Pude ver en los tenderetes del bazar, telas de seda y tules finísimos, bordados de oriente y pinturas chinas. Pero entonces apenas me quedaban unos maravedíes para adquirir algunos víveres para el camino de vuelta. Nuestro viaje previsto a Argel se había frustrado. ¿Qué importaba? Habría más oportunidades, más viajes. Era sólo cuestión de tiempo. Y decidimos volvernos a Barcelona con nuestro preciado botín.
Había fracasado como negociante. Estaba arruinado para mucho tiempo. Pero en mi corazón había un concierto de voces que llenaban de paz mi interior y me devolvían el gozo de vivir y de creer. Nunca hasta entonces había sentido que mi fe fuera tan firme, tan coherente y estuviera tan cerca de Dios. Una felicidad inexplicable y silenciosa me invadió por entero y hubiera deseado que el tiempo se detuviera allí para siempre. Me vino al recuerdo la imagen de la Señora y creí que sonreía en mi imaginación y su mirada me acariciaba con una ternura infinita.
La vuelta fue una fiesta interminable. Nunca nuestra bodega había vuelto llena de mercancía tan valiosa. Nunca me he sentido tan querido como por aquellos cautivos. Todas las miradas clavadas en el horizonte soñaban con Barcelona, con sus esposas e hijos, con sus padres y madres, y con el rostro de la Señora ante cuyos pies querían postrarse, agradecidos, nada más desembarcar. Hubo llantos y canciones, oraciones y silencios, y, por fin, un grito de alegría resonó en la cubierta cuando empezamos a vislumbrar la hermosura de la tierra en una pequeña raya oscura abrazada por el mar y el cielo en la lejanía del horizonte.

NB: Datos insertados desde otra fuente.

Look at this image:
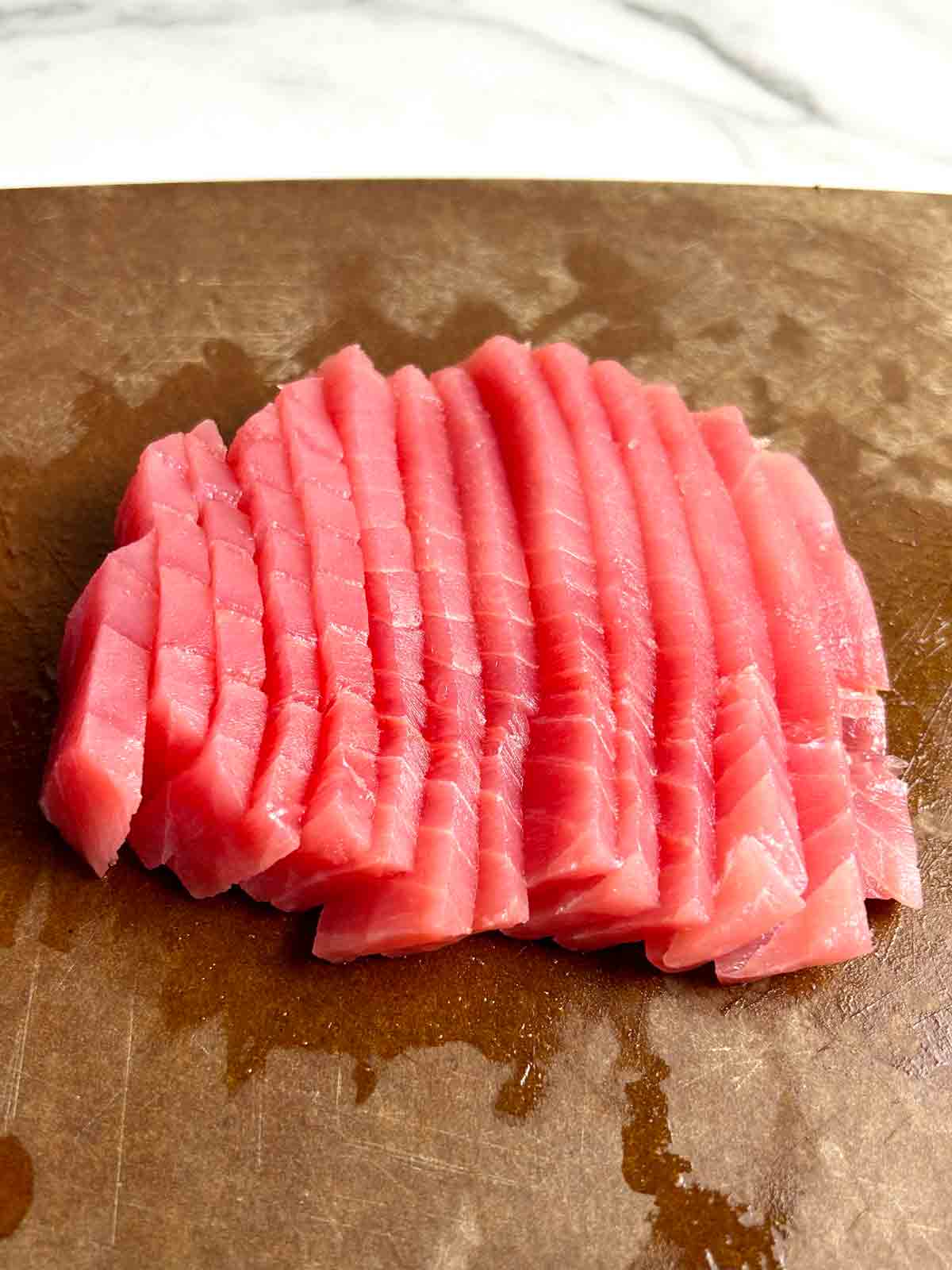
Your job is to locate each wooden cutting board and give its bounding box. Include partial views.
[0,183,952,1270]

Nuestro primer deseo, nada más pisar tierra, fue dirigirnos en procesión hasta la ermita dedicada a la Señora para depositar en sus pies, entre lágrimas y palabras contenidas, todo el agradecimiento de que éramos capaces.
No puedo precisar cuántos cautivos fueron los redimidos; ahí me vence el tiempo y esa capa amarilla se vuelve demasiado opaca para poder mirar más allá de los años. Pero fue un grupo numeroso. Era la segunda redención y, sobre todo, la confirmación de que yo era más feliz redimiendo cautivos que negociando con las preciosas telas de oriente.